In contrast to the models trained on the data with only CDR3β information, the model trained on the data with paired TCR information demonstrated a clear and statistically significant correlation of the peptide-specific performance to the number of different positive TCR available for a given peptide and suggested that ~150 unique TCRs are required to achieve an AUC > 0.75 for a given peptide. Currently, this criterion is only met for a very small set of MHC-peptide combinations placing great limitations on the applicability of the developed model, since it can only, given the current data, provide reliable predictions for three peptides. This limitation underlines the urgent need for the development and refinement of technologies for high-throughput paired sequencing of TCRs with known pMHC targets. The developed framework is trivially extendable and retrainable, as more data become available.

Investigating the TCR-specific performance of the model revealed a likewise high predictive power, with ~75% of predicted peptide targets (from the pool of three) being correct.
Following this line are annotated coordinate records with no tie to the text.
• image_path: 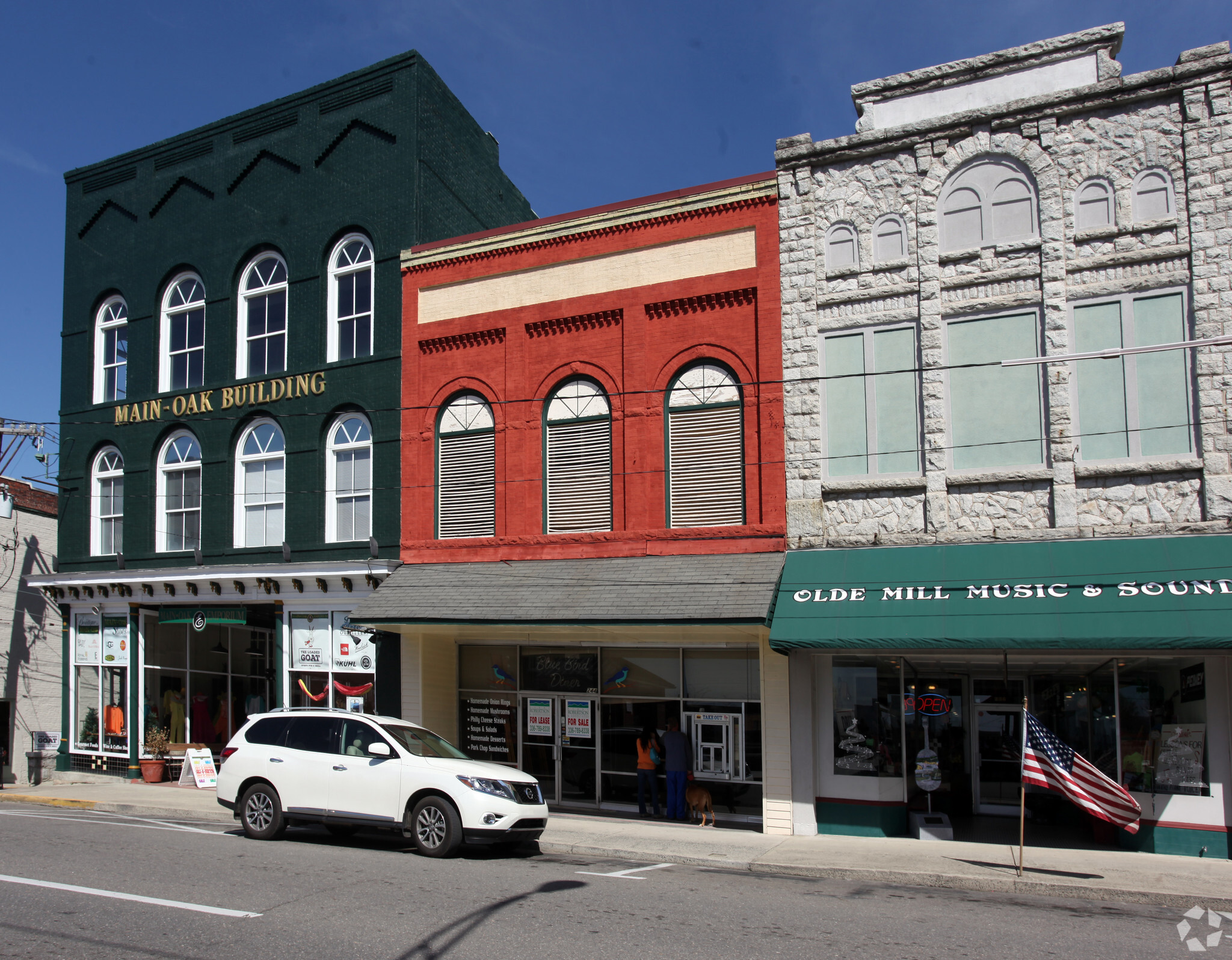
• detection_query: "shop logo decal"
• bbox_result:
[1177,906,1232,954]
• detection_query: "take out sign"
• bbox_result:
[792,580,1232,604]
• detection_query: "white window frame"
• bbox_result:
[543,377,612,534]
[817,322,924,479]
[1130,167,1177,223]
[941,304,1052,476]
[663,360,749,530]
[235,250,291,380]
[825,221,860,274]
[434,390,496,540]
[90,446,125,557]
[154,430,206,553]
[158,270,209,393]
[94,295,128,403]
[870,213,910,266]
[936,153,1040,253]
[325,410,375,544]
[1073,176,1116,233]
[325,233,377,363]
[233,416,287,550]
[1066,287,1199,463]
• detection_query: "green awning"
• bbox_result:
[770,536,1232,651]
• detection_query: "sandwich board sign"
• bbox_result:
[176,751,218,790]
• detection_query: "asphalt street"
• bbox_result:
[0,804,1202,960]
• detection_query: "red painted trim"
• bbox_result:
[1139,819,1228,833]
[410,170,776,254]
[817,796,907,807]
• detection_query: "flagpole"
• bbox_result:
[1018,697,1026,876]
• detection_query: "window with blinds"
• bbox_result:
[436,393,496,540]
[543,380,612,534]
[668,363,744,526]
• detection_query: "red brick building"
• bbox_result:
[353,174,791,832]
[402,175,786,563]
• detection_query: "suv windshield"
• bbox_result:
[381,724,470,760]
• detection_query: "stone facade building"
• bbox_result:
[771,23,1232,855]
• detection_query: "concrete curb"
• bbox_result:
[540,839,1232,909]
[0,790,235,823]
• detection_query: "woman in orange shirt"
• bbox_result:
[637,727,663,819]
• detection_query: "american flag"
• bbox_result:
[1023,711,1142,833]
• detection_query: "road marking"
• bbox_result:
[574,864,675,880]
[0,810,234,837]
[0,874,261,917]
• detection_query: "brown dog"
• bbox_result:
[685,780,715,827]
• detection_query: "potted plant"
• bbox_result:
[140,727,170,784]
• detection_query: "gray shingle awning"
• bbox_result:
[350,553,784,625]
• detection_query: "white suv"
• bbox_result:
[218,709,547,857]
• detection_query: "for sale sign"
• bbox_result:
[564,700,590,738]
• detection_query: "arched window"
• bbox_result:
[668,363,744,526]
[543,380,612,534]
[325,234,372,361]
[825,223,860,270]
[235,420,287,547]
[94,297,128,403]
[941,158,1038,250]
[1133,170,1177,223]
[325,413,372,544]
[1074,180,1112,230]
[872,214,907,263]
[235,254,287,377]
[436,393,496,540]
[155,432,201,551]
[90,446,125,557]
[159,274,206,392]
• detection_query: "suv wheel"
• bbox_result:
[239,784,287,840]
[404,796,462,857]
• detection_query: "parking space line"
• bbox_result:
[574,864,675,880]
[0,874,261,917]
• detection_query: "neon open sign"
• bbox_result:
[916,694,953,717]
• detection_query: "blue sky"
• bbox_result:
[0,0,1232,488]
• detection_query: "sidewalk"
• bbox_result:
[0,783,1232,909]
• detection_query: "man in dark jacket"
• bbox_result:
[663,719,692,819]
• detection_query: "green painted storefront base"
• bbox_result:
[1116,823,1228,860]
[817,800,907,837]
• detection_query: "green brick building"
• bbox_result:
[31,52,535,775]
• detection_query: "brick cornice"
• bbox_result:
[645,287,758,319]
[419,327,505,354]
[402,186,778,274]
[526,309,624,336]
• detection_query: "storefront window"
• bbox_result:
[684,650,762,700]
[903,662,971,816]
[143,617,274,751]
[834,657,903,777]
[1118,658,1210,796]
[600,648,680,697]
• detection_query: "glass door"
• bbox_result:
[519,697,561,804]
[557,697,599,807]
[975,704,1023,817]
[520,694,599,806]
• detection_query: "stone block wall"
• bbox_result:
[777,39,1232,549]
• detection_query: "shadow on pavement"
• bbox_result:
[945,857,1104,880]
[396,880,587,960]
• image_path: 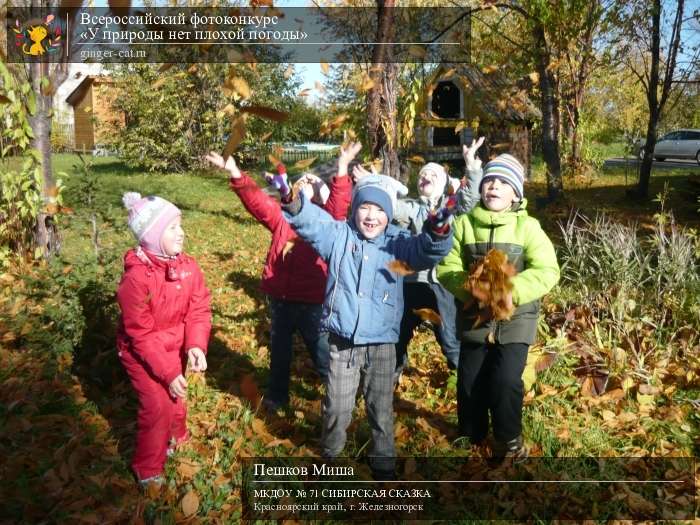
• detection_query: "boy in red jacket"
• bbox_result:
[206,144,362,412]
[117,193,211,486]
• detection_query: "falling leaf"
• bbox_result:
[177,459,201,480]
[216,104,236,118]
[408,44,427,58]
[413,308,442,326]
[151,77,168,89]
[181,490,199,518]
[440,67,457,79]
[386,259,416,275]
[600,410,615,421]
[293,157,318,170]
[223,115,246,160]
[403,458,416,476]
[464,249,516,327]
[251,418,268,435]
[360,74,374,93]
[637,392,654,405]
[241,374,261,408]
[621,376,634,392]
[265,439,294,449]
[231,77,250,99]
[240,106,289,122]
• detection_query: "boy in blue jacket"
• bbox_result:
[284,175,453,479]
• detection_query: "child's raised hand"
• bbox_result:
[168,374,187,399]
[428,195,457,232]
[352,164,372,184]
[462,137,486,170]
[204,151,241,179]
[265,162,292,197]
[338,142,362,177]
[187,346,207,372]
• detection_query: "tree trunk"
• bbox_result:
[28,63,67,258]
[636,0,661,199]
[367,0,400,179]
[534,23,564,202]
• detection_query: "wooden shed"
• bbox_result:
[66,75,125,151]
[409,64,541,175]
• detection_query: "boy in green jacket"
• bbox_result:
[437,154,559,458]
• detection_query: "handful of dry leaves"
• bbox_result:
[464,249,517,328]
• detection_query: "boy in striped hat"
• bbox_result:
[437,154,559,459]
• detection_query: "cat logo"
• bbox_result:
[12,15,62,57]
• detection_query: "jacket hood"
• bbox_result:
[471,199,527,226]
[124,246,187,280]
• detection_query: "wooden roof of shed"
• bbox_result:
[430,64,542,123]
[66,75,114,106]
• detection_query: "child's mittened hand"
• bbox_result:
[462,137,486,171]
[338,142,362,175]
[265,162,292,197]
[352,164,372,184]
[187,347,207,372]
[168,374,187,399]
[204,151,241,179]
[430,195,457,230]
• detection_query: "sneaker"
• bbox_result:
[139,474,165,490]
[165,431,190,457]
[372,469,396,481]
[493,436,528,463]
[260,399,286,415]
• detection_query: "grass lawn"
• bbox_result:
[0,151,700,523]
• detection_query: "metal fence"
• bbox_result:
[244,146,339,164]
[51,121,75,152]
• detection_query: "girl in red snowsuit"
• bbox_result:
[117,193,211,484]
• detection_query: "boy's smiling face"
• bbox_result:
[355,202,389,239]
[418,169,438,197]
[481,177,517,212]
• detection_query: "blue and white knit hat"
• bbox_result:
[351,173,408,222]
[479,153,525,199]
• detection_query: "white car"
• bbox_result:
[638,129,700,164]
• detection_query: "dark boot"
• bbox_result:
[493,436,528,463]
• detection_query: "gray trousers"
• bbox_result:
[321,334,396,470]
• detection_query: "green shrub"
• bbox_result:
[554,208,700,372]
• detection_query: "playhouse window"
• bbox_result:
[432,82,460,118]
[431,81,462,146]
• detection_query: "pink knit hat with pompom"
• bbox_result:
[122,192,181,257]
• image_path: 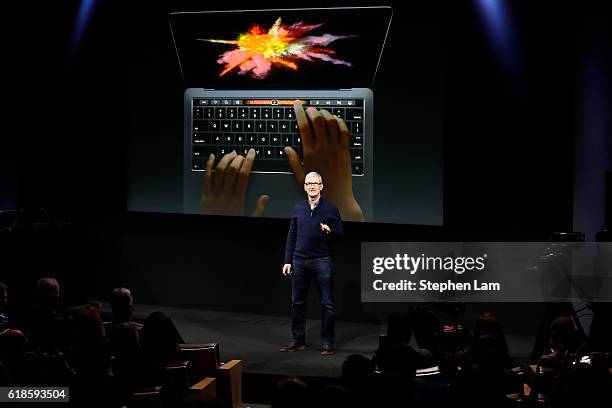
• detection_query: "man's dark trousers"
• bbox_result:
[291,256,336,344]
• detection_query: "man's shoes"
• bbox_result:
[280,340,306,353]
[321,343,336,356]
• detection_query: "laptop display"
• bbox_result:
[170,7,391,89]
[170,7,391,219]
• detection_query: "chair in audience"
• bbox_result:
[178,343,242,408]
[128,361,217,408]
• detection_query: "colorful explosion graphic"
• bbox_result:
[198,17,356,79]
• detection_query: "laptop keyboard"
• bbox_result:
[191,98,364,175]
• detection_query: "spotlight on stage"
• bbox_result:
[70,0,96,60]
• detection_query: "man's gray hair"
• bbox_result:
[304,171,323,184]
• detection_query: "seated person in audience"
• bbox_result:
[539,316,579,368]
[111,322,147,402]
[457,313,513,369]
[70,306,118,406]
[104,288,142,337]
[372,343,417,406]
[29,277,67,348]
[0,282,9,333]
[455,334,522,407]
[0,329,43,386]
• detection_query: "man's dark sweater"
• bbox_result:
[285,197,343,264]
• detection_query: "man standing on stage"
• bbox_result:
[280,171,342,356]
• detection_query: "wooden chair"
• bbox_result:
[128,361,217,408]
[178,343,242,408]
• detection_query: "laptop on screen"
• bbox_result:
[170,7,392,220]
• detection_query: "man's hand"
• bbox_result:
[285,101,364,221]
[283,264,291,276]
[200,149,270,217]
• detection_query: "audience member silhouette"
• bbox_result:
[0,282,10,333]
[104,287,142,337]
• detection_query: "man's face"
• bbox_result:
[304,175,323,199]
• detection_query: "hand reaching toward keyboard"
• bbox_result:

Taken with some reservations, given the small peptide space covered, this high performance suggests that the model has the potential to resolve not only which TCRs are specific to a given peptide, but also which peptide is specific for a given TCR, pointing to important biomedical applications within T-cell therapy26,27.

The power of the CNN model compared with the simpler sequence-based approaches lies in its ability to translate the variable length of the TCR sequences into an abstract feature space suitable for specificity classification. To illustrate this, a similarity analysis between TCRs specific to the GIL peptide was conducted in the CNN feature space compared with the original sequence space. This analysis confirmed the improved ability to perform classification in the CNN feature space and suggests that this representation potentially could be used as an alternative to the conventional autoencoding approaches for feature extraction and compression of biological data28,29.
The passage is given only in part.